A 69-year-old female visited our hospital because of dyspnea. Chest X-ray showed an abnormal shadow in the right lower lung field. Chest computed tomography (CT) showed a round, well-circumscribed, homogenous subpleural nodle of 8 mm in diameter in the right lower lobe, which had no calcification and no pleural indentation. Bronchofiber scope, abdominal CT, brain magnetic resonance imaging (MRI), bone scintigraphy could not establish definitive diagnosis.
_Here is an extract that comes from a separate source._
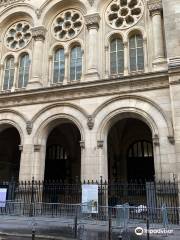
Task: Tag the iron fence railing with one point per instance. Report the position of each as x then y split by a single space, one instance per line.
149 194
Scince the possibility of malignancy could not be excluded throughout, video-assisted thoracoscopic surgery was performed to obtain confirmed diagnosis. Pathological examination revealed non-chondromatous hamartoma of the lung. Non-chondromatous hamartoma should be considered in the differential diagnosis of pulmonary nodles. We report a rare case of non-chondromatous hamartoma.